琉球新報 8月20日(土)11時58分配信

 翁長県政が経済政策の柱に据えるアジア経済戦略構想の具体化に向け、県は19日、有識者委員でつくる「県アジア経済戦略構想推進・検証委員会」の初会合を県庁で開いた。台湾、香港、シンガポールの貿易当局関係者も海外委員として招き、アジア市場の情勢を素早く捉え、県の事業展開に生かすサポート組織としていく。


 検証委は県が3月に策定した「アジア経済戦略構想推進計画」に示された各事業の課題抽出や改善案、新規事業の必要性などを整理し、11月下旬ごろに翁長雄志知事へ提言する。

 検証委は委員14人で構成し、任期は2年。委員長に富川盛武県政策参与、副委員長に安里昌利県経営者協会会長を選出した。海外委員として台湾貿易センター所長の陳英顯氏、香港貿易発展局大阪事務所長の伊東正裕氏、シンガポール国際企業庁東京事務所センターディレクターのオン・ショーン氏を任命した。

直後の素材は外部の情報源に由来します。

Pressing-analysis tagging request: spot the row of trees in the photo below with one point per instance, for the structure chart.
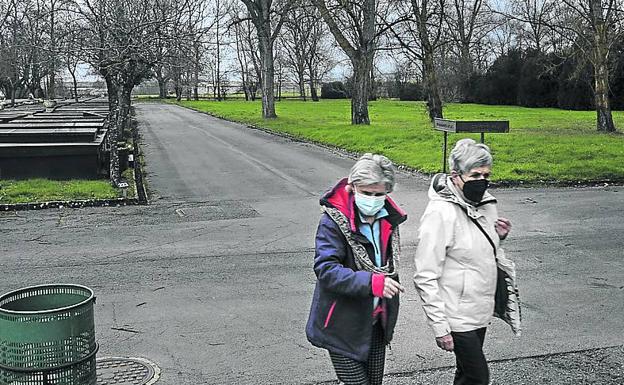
(453, 42)
(445, 45)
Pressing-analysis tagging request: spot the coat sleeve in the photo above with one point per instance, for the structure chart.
(434, 238)
(329, 263)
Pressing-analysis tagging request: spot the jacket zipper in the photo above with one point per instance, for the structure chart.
(329, 314)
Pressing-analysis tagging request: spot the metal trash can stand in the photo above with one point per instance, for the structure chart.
(47, 336)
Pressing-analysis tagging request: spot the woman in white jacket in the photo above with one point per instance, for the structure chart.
(455, 262)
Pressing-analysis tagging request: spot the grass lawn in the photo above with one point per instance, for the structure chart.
(543, 145)
(43, 190)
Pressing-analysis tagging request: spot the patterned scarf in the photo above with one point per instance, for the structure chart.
(362, 260)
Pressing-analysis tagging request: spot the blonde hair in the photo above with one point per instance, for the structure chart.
(468, 154)
(373, 169)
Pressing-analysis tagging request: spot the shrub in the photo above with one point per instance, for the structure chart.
(334, 90)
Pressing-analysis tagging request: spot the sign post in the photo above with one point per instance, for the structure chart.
(458, 126)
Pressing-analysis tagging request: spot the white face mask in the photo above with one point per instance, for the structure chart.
(369, 205)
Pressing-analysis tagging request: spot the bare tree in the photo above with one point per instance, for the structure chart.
(420, 35)
(593, 27)
(353, 24)
(469, 22)
(245, 46)
(268, 16)
(122, 49)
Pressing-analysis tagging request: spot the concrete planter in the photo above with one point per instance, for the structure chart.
(49, 105)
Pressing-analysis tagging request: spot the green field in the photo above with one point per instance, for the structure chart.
(44, 190)
(543, 145)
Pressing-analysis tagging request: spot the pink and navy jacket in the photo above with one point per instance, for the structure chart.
(341, 315)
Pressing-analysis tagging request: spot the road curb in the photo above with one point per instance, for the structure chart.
(411, 170)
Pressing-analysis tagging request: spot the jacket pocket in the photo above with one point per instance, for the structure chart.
(330, 313)
(462, 291)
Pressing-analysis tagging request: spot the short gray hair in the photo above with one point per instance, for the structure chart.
(373, 169)
(468, 154)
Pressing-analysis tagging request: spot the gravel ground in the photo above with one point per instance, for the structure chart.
(596, 366)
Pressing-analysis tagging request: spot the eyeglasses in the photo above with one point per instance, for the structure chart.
(372, 194)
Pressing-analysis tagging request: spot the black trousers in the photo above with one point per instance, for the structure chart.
(352, 372)
(471, 364)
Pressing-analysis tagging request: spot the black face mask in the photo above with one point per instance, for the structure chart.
(474, 189)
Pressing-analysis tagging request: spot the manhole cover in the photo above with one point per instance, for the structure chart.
(126, 371)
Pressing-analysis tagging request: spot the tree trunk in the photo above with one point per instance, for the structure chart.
(75, 85)
(361, 87)
(122, 114)
(313, 93)
(268, 77)
(302, 86)
(600, 53)
(604, 117)
(434, 102)
(111, 90)
(162, 86)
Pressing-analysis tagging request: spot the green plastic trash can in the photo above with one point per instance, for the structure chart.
(47, 336)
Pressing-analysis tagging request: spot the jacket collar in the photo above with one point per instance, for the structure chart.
(442, 188)
(338, 198)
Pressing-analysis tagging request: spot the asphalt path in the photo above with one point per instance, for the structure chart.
(213, 280)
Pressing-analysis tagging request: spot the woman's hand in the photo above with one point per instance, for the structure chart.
(446, 343)
(503, 227)
(392, 288)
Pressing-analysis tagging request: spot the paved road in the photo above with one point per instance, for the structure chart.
(213, 280)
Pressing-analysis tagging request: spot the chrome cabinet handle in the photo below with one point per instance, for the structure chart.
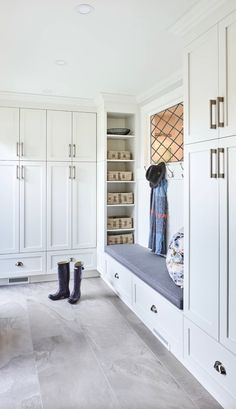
(19, 264)
(213, 152)
(220, 368)
(220, 112)
(212, 103)
(153, 309)
(221, 153)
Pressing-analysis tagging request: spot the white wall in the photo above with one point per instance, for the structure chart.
(175, 185)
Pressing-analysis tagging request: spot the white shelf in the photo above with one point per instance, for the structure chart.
(120, 136)
(120, 160)
(121, 181)
(119, 230)
(121, 205)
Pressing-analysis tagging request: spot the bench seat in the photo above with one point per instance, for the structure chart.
(150, 268)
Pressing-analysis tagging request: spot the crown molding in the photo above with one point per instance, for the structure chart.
(163, 87)
(45, 101)
(199, 12)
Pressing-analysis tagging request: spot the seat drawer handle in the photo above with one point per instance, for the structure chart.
(220, 368)
(153, 309)
(19, 264)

 委員会の下に(1)物流・貿易(2)観光振興(3)IT・スマートハブ―の三つの専門推進部会を設置し、詳細な調査・検討を進めることを決定した。専門部会は7~8人程度で構成し、9月に会合を開く。

 会合は冒頭のみ公開された。富川委員長はあいさつで「観光や投資、物流、ものづくりなど沖縄経済は絶好調だ。県経済始まって以来の大きなチャンスが到来している。沖縄の活性化が日本経済の再生、アジア各国にプラスになるように計画を推進したい」と意気込みを語った。

 県内からは沖縄地方内航海運組合や沖縄観光コンベンションビューロー、県情報産業協会、県工業連合会、県農業協同組合など経済団体の代表者らが加わる。